Rejecting arguments that a court order is crippling David Daleiden’s criminal defense, a federal judge Wednesday refused to lift an injunction banning the release of secretly taped videos of a National Abortion Federation meeting.

Attorneys for Daleiden, founder of the anti-abortion group Center for Medical Progress, told U.S. District Judge William Orrick III that his injunction is hindering Daleiden’s ability to defend himself against 15 state felony charges for conspiracy and invasion of privacy.

“When you have felony charges against your client, you have to be able to use everything for your client,” Daleiden’s attorney Peter Breen, with the Thomas Moore Society, told Orrick in court.

Orrick rejected that argument, finding the state court judge can admit parts of the enjoined videos as evidence if he deems it necessary in the interest of fairness and justice.

“If Judge [Christopher] Hite finds that some of the preliminary injunction material should be released, I’m not going to interfere with that, in order to protect the Fifth Amendment rights of Mr. Daleiden,” Orrick said.

Orrick banned release of videos in February 2016, finding it necessary to protect National Abortion Federation members from threats and harassment, and to enforce confidentiality agreements Daleiden and others signed while using fake aliases to infiltrate the group’s meetings.

Daleiden and his co-defendants claims their deception was an act of investigative journalism aimed at exposing criminal misconduct by abortion providers, whom they accused of illegally selling fetal tissue for profit.

But Orrick said he reviewed hundreds of hours of videos and found no evidence of criminal wrongdoing. Orrick concluded that Daleiden’s group had misleadingly edited videos to make it appear as though abortion providers were breaking the law.

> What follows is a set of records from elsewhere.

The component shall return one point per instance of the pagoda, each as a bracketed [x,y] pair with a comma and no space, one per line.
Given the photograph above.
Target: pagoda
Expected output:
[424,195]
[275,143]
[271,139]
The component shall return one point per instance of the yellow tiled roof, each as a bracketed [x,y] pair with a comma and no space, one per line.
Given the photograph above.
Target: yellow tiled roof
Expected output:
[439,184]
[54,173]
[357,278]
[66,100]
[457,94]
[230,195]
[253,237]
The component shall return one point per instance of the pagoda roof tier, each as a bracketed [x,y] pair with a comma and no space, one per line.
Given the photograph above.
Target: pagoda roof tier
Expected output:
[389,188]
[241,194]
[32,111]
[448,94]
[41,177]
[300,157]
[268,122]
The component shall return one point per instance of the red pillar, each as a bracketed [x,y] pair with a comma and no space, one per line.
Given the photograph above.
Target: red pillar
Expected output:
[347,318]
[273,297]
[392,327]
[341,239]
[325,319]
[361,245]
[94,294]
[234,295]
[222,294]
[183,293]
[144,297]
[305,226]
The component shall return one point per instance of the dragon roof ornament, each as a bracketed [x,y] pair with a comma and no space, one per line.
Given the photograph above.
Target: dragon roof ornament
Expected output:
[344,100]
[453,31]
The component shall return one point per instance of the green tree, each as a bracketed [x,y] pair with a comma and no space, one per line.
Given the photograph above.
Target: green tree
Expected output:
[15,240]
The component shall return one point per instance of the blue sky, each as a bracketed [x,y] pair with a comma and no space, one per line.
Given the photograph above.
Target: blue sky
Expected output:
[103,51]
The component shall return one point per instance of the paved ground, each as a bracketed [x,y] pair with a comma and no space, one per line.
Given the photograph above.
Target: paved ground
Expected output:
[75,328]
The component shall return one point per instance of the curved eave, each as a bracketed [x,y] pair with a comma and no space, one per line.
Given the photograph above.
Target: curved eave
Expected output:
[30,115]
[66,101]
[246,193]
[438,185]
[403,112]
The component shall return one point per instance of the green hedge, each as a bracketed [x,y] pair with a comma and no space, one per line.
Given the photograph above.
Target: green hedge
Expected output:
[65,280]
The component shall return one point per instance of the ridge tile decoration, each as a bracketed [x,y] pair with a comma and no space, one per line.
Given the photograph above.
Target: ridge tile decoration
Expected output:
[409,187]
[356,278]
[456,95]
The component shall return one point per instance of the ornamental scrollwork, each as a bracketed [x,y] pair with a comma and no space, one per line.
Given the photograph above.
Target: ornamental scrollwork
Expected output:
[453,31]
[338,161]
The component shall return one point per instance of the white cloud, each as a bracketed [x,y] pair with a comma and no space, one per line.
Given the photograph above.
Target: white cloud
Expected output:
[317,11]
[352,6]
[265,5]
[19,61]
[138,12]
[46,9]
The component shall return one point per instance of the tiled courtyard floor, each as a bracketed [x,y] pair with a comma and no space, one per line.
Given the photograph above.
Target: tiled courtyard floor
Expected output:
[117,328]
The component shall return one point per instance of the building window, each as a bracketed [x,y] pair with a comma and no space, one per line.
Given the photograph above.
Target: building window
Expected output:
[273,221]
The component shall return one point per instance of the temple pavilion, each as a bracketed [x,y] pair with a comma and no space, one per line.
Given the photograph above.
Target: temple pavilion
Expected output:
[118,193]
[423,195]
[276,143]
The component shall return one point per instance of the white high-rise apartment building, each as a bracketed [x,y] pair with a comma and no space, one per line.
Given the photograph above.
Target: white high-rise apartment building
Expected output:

Daleiden’s attorneys dispute that, citing investigations by Republican-led congressional committees that found his group’s investigation “generally had merit,” and a $7.7 million settlement two bioscience companies reached with the Orange County District Attorney’s Office in December 2017 for allegedly selling fetal tissue for profit.

Daleiden and his co-defendants also asked Orrick to dismiss the National Abortion Federation’s complaint, or to strike allegations under California’s Anti-SLAPP statute, which prohibits lawsuits designed to chill free speech.

Orrick said he would issue a written ruling on the defendants’ motions to dissolve or modify the injunction and to dismiss or strike the complaint in a few weeks. He set a case management conference for Dec. 11.